Anna: Una grande sfida è vedere che si è limitati e che non si arriva a fare tutto ciò di cui ci sarebbe bisogno e che la gente vorrebbe da noi. Siamo “poveri servi”. Il momento più difficile per me è stato quando in Brasile abbiamo lasciato una diocesi dove avevamo già organizzato un bel lavoro pastorale che cominciava a dare i suoi frutti. Piangevo e pregavo. Avevo quasi la voglia di piantare lì tutto, ma questa tentazione… non trovò spazio in me.

Agnese: Capita che la missione offra opportunità e faccia appelli a cui, per causa di limiti umani e prospettive diverse, non si riesca a rispondere. Anche la vita comunitaria può diventare allora un'avventura di fede e una sfida.

Quali le gioie più grandi?

Agnese: Ho sperimentato che è bello e gioioso donarsi.

Anna: Pur avendo desiderato l'Africa, in Brasile in una missione che non avevo pensato, mi sono sentita felice, Non ho mai scelto di andare qua o là. Ho capito che la cosa essenziale è essere “sua” in ogni situazione e ovunque.

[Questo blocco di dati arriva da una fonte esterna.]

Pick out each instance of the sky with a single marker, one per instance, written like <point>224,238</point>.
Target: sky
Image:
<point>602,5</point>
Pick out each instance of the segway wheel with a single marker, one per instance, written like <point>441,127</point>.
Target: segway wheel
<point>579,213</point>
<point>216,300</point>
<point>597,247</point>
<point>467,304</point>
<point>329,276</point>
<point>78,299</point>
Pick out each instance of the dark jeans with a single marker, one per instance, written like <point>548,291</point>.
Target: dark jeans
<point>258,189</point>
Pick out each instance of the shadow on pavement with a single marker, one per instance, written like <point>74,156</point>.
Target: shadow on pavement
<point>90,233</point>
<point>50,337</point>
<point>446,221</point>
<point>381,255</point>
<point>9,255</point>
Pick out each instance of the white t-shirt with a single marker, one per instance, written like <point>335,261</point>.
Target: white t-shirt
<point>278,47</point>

Rosa: Il Signore non ha smesso di dirmi “Seguimi”. Mi trovavo molto bene a New York: nel quartiere di Harlem c'era il mondo intero. Poi è arrivata la telefonata: “Abbiamo bisogno di te qui in Italia”: Mi è dispiaciuto tanto ed ho pregato: “Dammi, Signore la pace della mente e del cuore”. Credo che me l'abbia data. Un pensiero mi raggiunse: “Non ti ho chiesto di capire, t'ho chiesto di dirmi di sì”. Dentro di me nascevano tante domande. Mi aiutò il pensare alle mamme di famiglia che incontravo nel quartiere.

Anche loro avranno avuto i loro sogni, mi dicevo, eppure obbediscono alle esigenze della vita. La loro fede aiutava la mia.